Zebu cattle are a common species found in the Indian subcontinent. These cattle are easily recognizable from a hump on their back and a dewlap on their necks. They are commonly used as draught animals and for beef and dairy purposes.
|Also Known As||Indicine cattle, humped cattle|
|Physical Characteristics||They have horns, loose skin, large ears, and a hump above their shoulders|
|Temperament/Personality||Friendly and docile|
|Coat Color||Varied, including black, brown, red, and white|
|Uses||Draught and riding animals, dairy|
|Lactation Period||305 days|
|Gestation Period||283 days|
|Climate Tolerance||High temperatures|
|Country of Origin||Indian sub-continent|
History and Development
The ancestors of the zebu are the now extinct Indian aurochs. The depictions on the pottery of the Indus Valley Civilization confirm this.

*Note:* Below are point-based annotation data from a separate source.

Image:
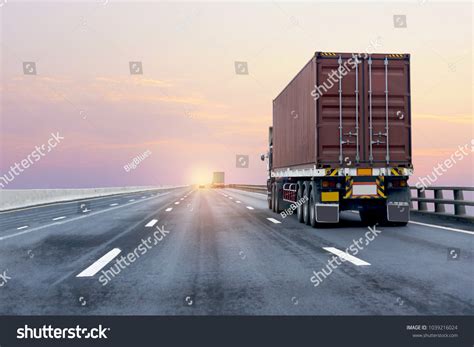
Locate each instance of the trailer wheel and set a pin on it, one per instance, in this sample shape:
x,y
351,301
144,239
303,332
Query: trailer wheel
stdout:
x,y
305,206
372,216
299,196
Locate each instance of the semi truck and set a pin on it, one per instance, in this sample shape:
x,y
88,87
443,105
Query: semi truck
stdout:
x,y
341,140
218,180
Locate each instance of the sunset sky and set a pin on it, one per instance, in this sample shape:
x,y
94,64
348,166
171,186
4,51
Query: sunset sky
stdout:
x,y
189,108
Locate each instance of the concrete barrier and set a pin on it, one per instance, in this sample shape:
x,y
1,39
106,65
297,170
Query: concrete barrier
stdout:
x,y
11,199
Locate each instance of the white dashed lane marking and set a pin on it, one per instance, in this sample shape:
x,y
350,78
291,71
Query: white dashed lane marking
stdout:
x,y
151,223
345,256
273,220
100,263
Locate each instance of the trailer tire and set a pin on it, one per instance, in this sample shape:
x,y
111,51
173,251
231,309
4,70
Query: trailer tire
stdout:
x,y
373,216
299,196
305,206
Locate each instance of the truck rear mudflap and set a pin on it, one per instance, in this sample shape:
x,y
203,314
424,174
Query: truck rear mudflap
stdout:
x,y
398,212
327,213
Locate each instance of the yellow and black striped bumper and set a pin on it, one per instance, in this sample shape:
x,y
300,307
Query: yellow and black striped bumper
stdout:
x,y
379,181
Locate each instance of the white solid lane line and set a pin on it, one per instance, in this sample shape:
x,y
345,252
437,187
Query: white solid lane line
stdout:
x,y
151,223
58,218
441,227
345,256
273,220
100,263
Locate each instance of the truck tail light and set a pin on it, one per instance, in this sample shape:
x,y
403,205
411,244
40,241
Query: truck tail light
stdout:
x,y
329,184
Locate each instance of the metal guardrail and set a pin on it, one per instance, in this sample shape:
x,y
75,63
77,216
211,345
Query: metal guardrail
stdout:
x,y
440,202
422,201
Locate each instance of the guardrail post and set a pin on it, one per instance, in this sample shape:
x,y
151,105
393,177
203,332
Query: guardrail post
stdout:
x,y
422,206
459,210
439,208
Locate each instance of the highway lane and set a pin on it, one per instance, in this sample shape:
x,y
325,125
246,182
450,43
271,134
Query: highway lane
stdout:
x,y
223,252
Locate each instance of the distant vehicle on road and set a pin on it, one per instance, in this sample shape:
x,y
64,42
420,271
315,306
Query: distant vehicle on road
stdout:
x,y
218,179
341,140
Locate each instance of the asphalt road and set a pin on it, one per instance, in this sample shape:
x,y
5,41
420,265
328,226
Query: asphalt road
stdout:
x,y
217,252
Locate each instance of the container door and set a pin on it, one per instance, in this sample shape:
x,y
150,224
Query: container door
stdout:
x,y
339,96
387,110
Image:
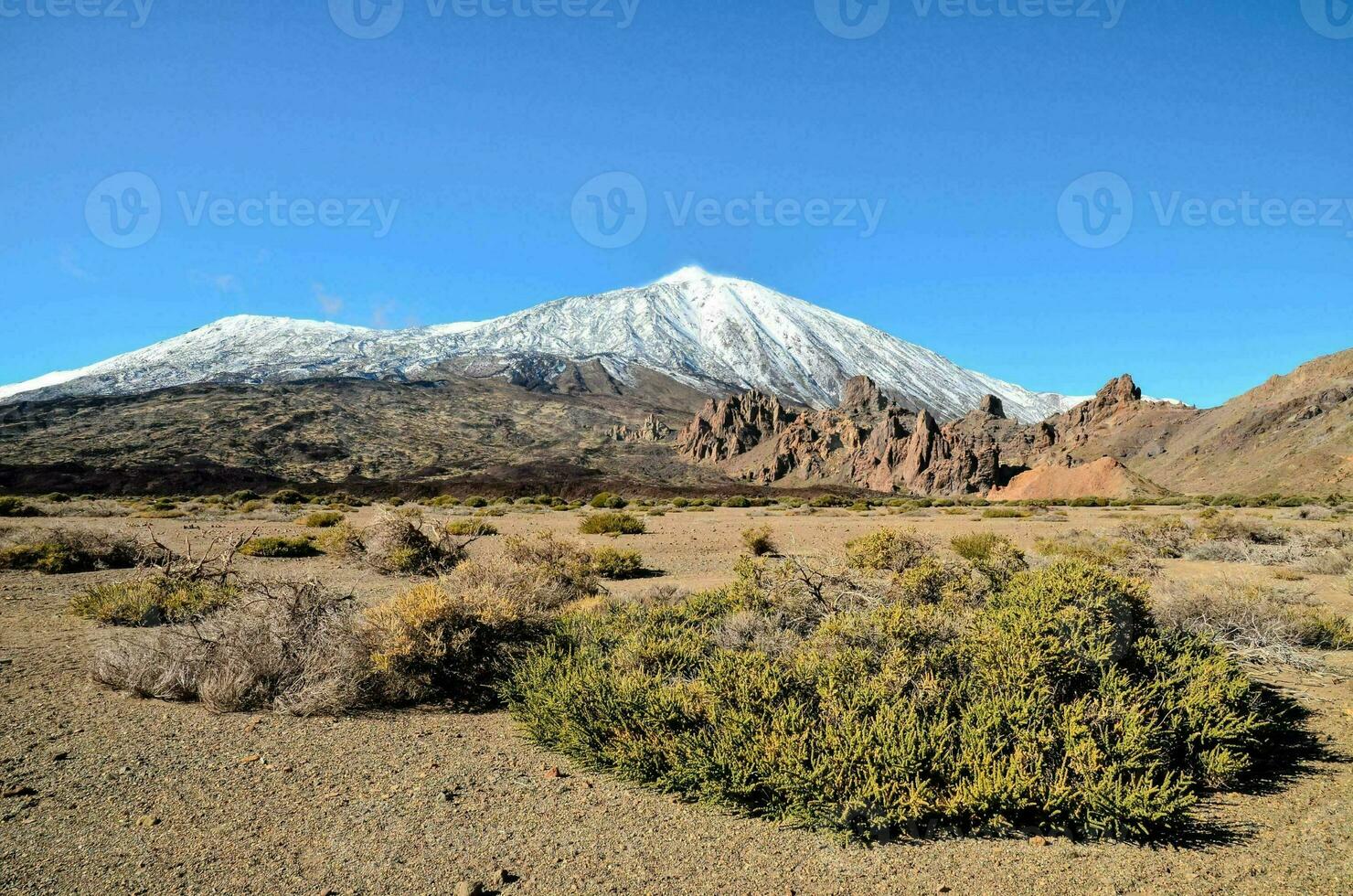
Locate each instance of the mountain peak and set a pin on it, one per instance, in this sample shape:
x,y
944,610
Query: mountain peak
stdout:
x,y
690,273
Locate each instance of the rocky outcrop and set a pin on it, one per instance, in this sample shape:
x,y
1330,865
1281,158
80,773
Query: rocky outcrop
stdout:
x,y
651,430
868,442
727,428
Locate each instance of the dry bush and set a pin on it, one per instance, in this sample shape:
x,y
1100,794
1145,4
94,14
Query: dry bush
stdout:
x,y
276,547
566,563
616,565
612,523
1118,555
398,546
1257,620
321,520
64,551
473,527
341,540
887,551
152,602
1167,538
760,541
455,637
293,648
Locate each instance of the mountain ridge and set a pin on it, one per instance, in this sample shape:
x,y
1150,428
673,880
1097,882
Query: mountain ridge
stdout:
x,y
718,335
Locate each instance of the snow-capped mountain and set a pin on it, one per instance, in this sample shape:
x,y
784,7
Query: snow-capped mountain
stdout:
x,y
713,333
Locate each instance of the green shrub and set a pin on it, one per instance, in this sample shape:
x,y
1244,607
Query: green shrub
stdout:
x,y
475,528
11,507
281,547
617,565
612,523
322,520
758,540
992,555
1118,555
887,551
62,552
152,602
1059,706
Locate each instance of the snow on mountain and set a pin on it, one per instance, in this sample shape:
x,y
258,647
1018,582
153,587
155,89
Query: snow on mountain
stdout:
x,y
710,332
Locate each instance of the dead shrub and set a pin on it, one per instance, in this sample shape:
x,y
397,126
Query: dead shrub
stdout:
x,y
65,551
887,551
293,648
1257,620
760,541
398,546
563,562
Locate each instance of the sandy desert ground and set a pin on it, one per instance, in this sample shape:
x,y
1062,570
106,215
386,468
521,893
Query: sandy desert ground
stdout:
x,y
110,794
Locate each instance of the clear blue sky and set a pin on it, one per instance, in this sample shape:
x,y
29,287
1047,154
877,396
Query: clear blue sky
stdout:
x,y
484,129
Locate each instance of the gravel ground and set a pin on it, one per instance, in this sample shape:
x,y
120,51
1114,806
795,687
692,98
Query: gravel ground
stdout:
x,y
107,794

With the help of archaeological evidence, one can determine that the zebu cattle were present in Egypt in 2000 BC, the Horn of Africa in 1000 BC, and sub-Saharan Africa between 700 to 1500 BC. From the 17th-18th centuries, ranchers imported them to Brazil from India, where they were crossbred with Brazilian cattle.
These cows have a low rate of milk production, only producing milk much later in their lives. They produce only two liters of milk daily.
Around 40% of the zebu’s body weight is appropriate for consumption. The hump, in particular, tastes similar to caviar or truffles.
- In India, the zebu is venerated for religious purposes by the Hindu majority.
- Miniature zebu cattle are popular pets in the United States of America.